Homann has also instituted academic year and summer internships at the museum. This past summer, he and his three student-interns curated exhibits from the museum’s collection.

“That was one of the highlights of my work with students, and actually prompted a local donor to promise $100,000 to support student exhibitions at the Museum,” he said.

Today, Homann believes the museum staff is even better equipped to work with students than it had been before his arrival. Hiring Andrew W. Mellon Post-Doctoral Curatorial Fellow Sarah Montross and Curatorial Assistant Andrea Rosen expanded the resources available to students.

“We are even better prepared than in the past to work with students,” he said. “And when students contact us, they have the possibility of talking with and engaging with people in different phases in their curatorial careers: from an M.A. to a post doc, to me who has 10 years of professional experience.”
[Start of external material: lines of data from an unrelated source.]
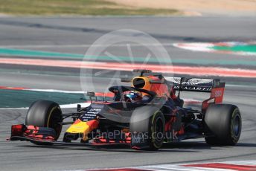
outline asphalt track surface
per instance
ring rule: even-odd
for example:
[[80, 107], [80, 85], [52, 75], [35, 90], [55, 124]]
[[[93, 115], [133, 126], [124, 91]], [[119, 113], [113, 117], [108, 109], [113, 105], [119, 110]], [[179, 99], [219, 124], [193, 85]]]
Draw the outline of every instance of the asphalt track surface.
[[[255, 40], [255, 17], [1, 18], [0, 46], [83, 54], [100, 36], [121, 28], [132, 28], [150, 34], [164, 45], [174, 59], [255, 60], [255, 57], [191, 52], [171, 45], [173, 42]], [[132, 52], [137, 56], [144, 55], [139, 47], [131, 47], [134, 48]], [[112, 47], [112, 51], [117, 55], [124, 55], [120, 47]], [[79, 70], [14, 65], [0, 66], [1, 86], [81, 90]], [[228, 82], [225, 103], [237, 105], [243, 114], [242, 135], [236, 146], [211, 147], [203, 139], [198, 139], [166, 145], [158, 152], [138, 152], [122, 146], [100, 149], [7, 142], [6, 138], [10, 135], [10, 125], [23, 123], [26, 110], [1, 109], [1, 170], [84, 170], [255, 159], [256, 80], [238, 77], [223, 79]], [[97, 89], [104, 88], [106, 80], [96, 79]], [[188, 94], [189, 98], [193, 97]]]

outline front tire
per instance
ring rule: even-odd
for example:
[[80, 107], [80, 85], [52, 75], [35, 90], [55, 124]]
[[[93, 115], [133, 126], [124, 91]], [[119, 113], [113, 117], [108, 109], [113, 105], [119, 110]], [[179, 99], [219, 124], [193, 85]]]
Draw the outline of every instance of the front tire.
[[209, 145], [234, 146], [239, 141], [242, 118], [234, 105], [213, 104], [205, 117], [205, 141]]
[[30, 106], [25, 120], [26, 125], [39, 127], [48, 127], [55, 130], [57, 141], [60, 137], [63, 121], [62, 111], [60, 106], [52, 101], [38, 100]]

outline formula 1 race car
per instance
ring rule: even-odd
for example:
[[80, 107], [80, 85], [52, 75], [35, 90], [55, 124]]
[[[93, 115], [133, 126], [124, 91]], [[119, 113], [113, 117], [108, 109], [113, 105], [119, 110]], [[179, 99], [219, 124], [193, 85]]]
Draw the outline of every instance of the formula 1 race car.
[[[112, 86], [112, 100], [95, 99], [63, 114], [57, 103], [34, 102], [25, 124], [13, 125], [10, 141], [40, 145], [101, 146], [126, 144], [135, 149], [156, 150], [164, 143], [205, 138], [209, 145], [235, 145], [241, 133], [241, 115], [234, 105], [223, 104], [225, 83], [220, 80], [163, 77], [149, 70], [128, 81], [132, 86]], [[123, 80], [127, 81], [127, 80]], [[200, 109], [184, 107], [182, 91], [210, 93]], [[64, 120], [69, 117], [69, 121]], [[71, 120], [72, 118], [72, 120]], [[58, 138], [63, 125], [71, 125]]]

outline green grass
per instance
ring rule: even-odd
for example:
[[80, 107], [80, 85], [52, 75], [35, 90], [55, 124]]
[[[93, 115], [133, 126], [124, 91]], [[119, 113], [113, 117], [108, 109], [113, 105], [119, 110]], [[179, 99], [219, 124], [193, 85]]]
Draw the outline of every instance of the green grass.
[[103, 0], [0, 0], [0, 13], [11, 15], [176, 15], [176, 10], [134, 8]]

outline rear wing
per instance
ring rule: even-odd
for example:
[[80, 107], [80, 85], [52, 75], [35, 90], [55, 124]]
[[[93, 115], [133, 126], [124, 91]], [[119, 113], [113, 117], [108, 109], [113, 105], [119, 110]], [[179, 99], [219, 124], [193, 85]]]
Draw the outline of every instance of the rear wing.
[[219, 79], [200, 79], [164, 77], [167, 84], [173, 86], [175, 90], [211, 92], [212, 88], [224, 88], [225, 83], [220, 82]]
[[211, 97], [202, 103], [202, 109], [206, 109], [208, 101], [214, 100], [215, 103], [223, 102], [225, 83], [220, 82], [219, 79], [200, 79], [164, 77], [166, 83], [172, 86], [174, 90], [197, 92], [209, 92]]

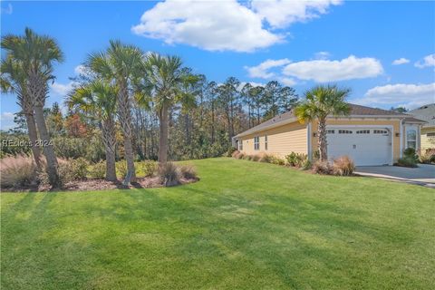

Though increasing student participation at the museum has been Homann’s personal goal, his accomplishments over the last two years extend far beyond that. For the past two summers, the museum has exhibited works by Edward Hopper and William Wegman, both high profile artists, and the exhibits have garnered national and international attention. That an art museum at a small college in Maine could produce such widely recognized shows seems surprising, but Homann points to Bowdoin’s history as an important factor.

“One of the unique aspects of working here is that we are working with a collection that is over 200 years old,” said Homann. “It’s a true privilege to be able to open up these horizons for our visitors, for our students and faculty, and to live with these long-term persepctives. I think it helps us to see our own role in our own times differently.”

Moreover, Homann believes the distinction between the academic and general audiences should not be overemphasized.

“We realize that when we do a show like the Hopper show that makes waves all over the country, the students are really excited about it and the faculty is really excited about it too—they engage with it in really meaningful ways,” he said. “We also have academic shows that kind of have a more specialized audience, and respond more narrowly to the academic discussion going on on campus, but these shows generate value to the general audience. The longer I work here, the more I realize, that this distinction between the academic community and the general community is relatively artificial, and that it only gets us so far.”

In 2013, Homann hopes to make headway with two more high profile exhibits: Per Kirkeby: Paintings and Sculpture, which will be on view March 26 to June 30, 2013, and Maurice Prendergast: By the Sea, June 29 to October 13, 2013. Homann has been interested in both artists for a long time and eagerly took the opportunity to exhibit their works.

“These are artists that make me really happy when I see their work,” he said. “I have come to realize that if something makes me really happy, then it will make other people happy too.”